Always Encrypted クエリのパラメーター化を有効にするよう求められたら、 [有効] を選択します。
同じ SSMS インスタンス (Always Encrypted が有効) を使用して、新しいクエリ ウィンドウを開き、下のクエリを実行して SSN 列と Salary 列を暗号化します。
USE [ContosoHR]; GO ALTER TABLE [HR].[Employees] ALTER COLUMN [SSN] [char] (11) COLLATE Latin1_General_BIN2 ENCRYPTED WITH (COLUMN_ENCRYPTION_KEY = [CEK1], ENCRYPTION_TYPE = Randomized, ALGORITHM = 'AEAD_AES_256_CBC_HMAC_SHA_256') NOT NULL WITH (ONLINE = ON); ALTER TABLE [HR].[Employees] ALTER COLUMN [Salary] [money] ENCRYPTED WITH (COLUMN_ENCRYPTION_KEY = [CEK1], ENCRYPTION_TYPE = Randomized, ALGORITHM = 'AEAD_AES_256_CBC_HMAC_SHA_256') NOT NULL WITH (ONLINE = ON); ALTER DATABASE SCOPED CONFIGURATION CLEAR PROCEDURE_CACHE;
Note
上記のスクリプト内でデータベース用のクエリ プラン キャッシュをクリアする ALTER DATABASE SCOPED CONFIGURATION CLEAR PROCEDURE_CACHE ステートメントに注目してください。 テーブルを変更したら、テーブルにアクセスするすべてのバッチおよびストアド プロシージャのプランをクリアして、パラメーター暗号化情報を更新する必要があります。

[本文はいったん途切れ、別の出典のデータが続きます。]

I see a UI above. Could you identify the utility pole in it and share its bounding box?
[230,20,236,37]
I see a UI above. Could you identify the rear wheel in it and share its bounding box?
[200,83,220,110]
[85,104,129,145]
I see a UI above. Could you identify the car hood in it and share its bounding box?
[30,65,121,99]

SSN 列と Salary 列が暗号化されたことを確認するには、データベース接続の Always Encrypted が有効になっていない SSMS インスタンスで新しいクエリ ウィンドウを開き、下のステートメントを実行します。 クエリ ウィンドウで、SSN 列と Salary 列に暗号化された値が返される必要があります。 Always Encrypted が有効な SSMS インスタンスを使用して同じクエリを実行した場合は、復号化されたデータが表示されます。
SELECT * FROM [HR].[Employees];
手順 7: 暗号化された列に対して高度なクエリを実行する
ここで、暗号化された列に対して高度なクエリを実行できます。 いくつかのクエリ処理は、サーバー側エンクレーブ内で実行されます。

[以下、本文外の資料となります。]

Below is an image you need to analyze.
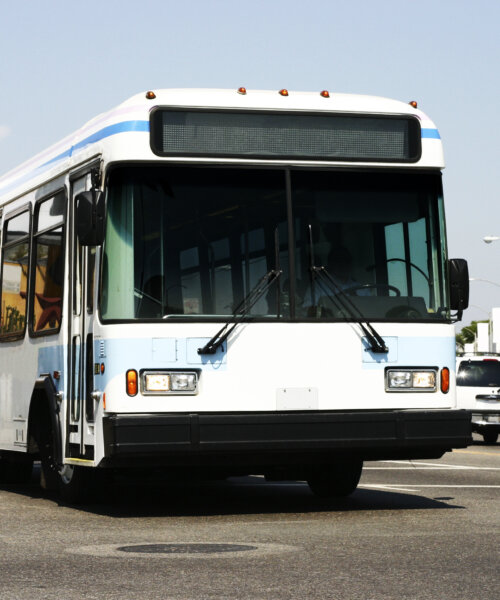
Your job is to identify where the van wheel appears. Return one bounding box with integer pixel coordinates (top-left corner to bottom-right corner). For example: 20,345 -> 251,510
482,431 -> 498,444
307,460 -> 363,498
0,452 -> 33,483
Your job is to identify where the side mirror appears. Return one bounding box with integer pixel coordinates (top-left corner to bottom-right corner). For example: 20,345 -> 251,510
75,190 -> 105,246
448,258 -> 469,319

Always Encrypted が有効になっている SSMS インスタンスで、Always Encrypted のパラメーター化も有効になっていることを確認します。
- SSMS のメイン メニューから [ツール] を選択します。
- [オプション...] を選択します。
- [クエリ実行]>[SQL Server]>[詳細] の順に移動します。
- [Always Encrypted のパラメーター化を有効にする] がオンであることを確認します。
- [OK] を選択します。
新しいクエリ ウィンドウを開き、下のクエリを貼り付けて実行します。 クエリでは、指定した検索条件を満たすプレーンテキスト値と行が返されます。
DECLARE @SSNPattern [char](11) = '%6818'; DECLARE @MinSalary [money] = $1000; SELECT * FROM [HR].[Employees] WHERE SSN LIKE @SSNPattern AND [Salary] >= @MinSalary;
Always Encrypted が有効になっていない SSMS インスタンスで同じクエリをもう一度試行して、発生するエラーに注意します。
次のステップ
このチュートリアルを完了すると、次のいずれかのチュートリアルに進むことができます。
- チュートリアル:セキュリティで保護されたエンクレーブが設定された Always Encrypted を使用する .NET アプリケーションの開発」をご覧ください。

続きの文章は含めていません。